Cree no tener dudas, es ella quien ha posado para que su amigo la retratara.
Etérea, vestida con colores pastel, el cabello sostenido en la nuca.
El sombrero oscuro ajustándolo.
Pasos que el artista no puede olvidar cuando la veía deslizarse por las gramillas florecidas.
Cuánto la desea, añora las caricias lánguidas que lo llevaban al éxtasis.
Besos cálidos preludiaban la unión majestuosa de los cuerpos.

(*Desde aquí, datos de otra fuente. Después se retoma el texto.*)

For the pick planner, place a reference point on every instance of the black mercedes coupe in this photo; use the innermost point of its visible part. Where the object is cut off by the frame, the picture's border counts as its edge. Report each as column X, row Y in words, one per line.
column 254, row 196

En aquella época no conocía los celos.
Se amaban con delicadeza o furia.
Nadie podía trasponer las rejas negras que encarcelaban la mansión en la que vivía acompañado de sus recuerdos.
Dejó que se fuera.
La lloró en silencio.
El amor enfermizo lo vencía cada día un poco más.
Ebrio plasmó en la tela su propio retrato.
Mirada perdida que no observaba nada.
Ceño adusto.
Quería ser inmortal cuando estaba muriendo.
El corte con la navaja fue preciso.
Para qué quería los oídos si no podía escucharla.
La tela se tiñó de rojo sangre.
Los cristales de la copa estallaron en mil pedazos.
Música tenue acompañaba el perfume de las rosas.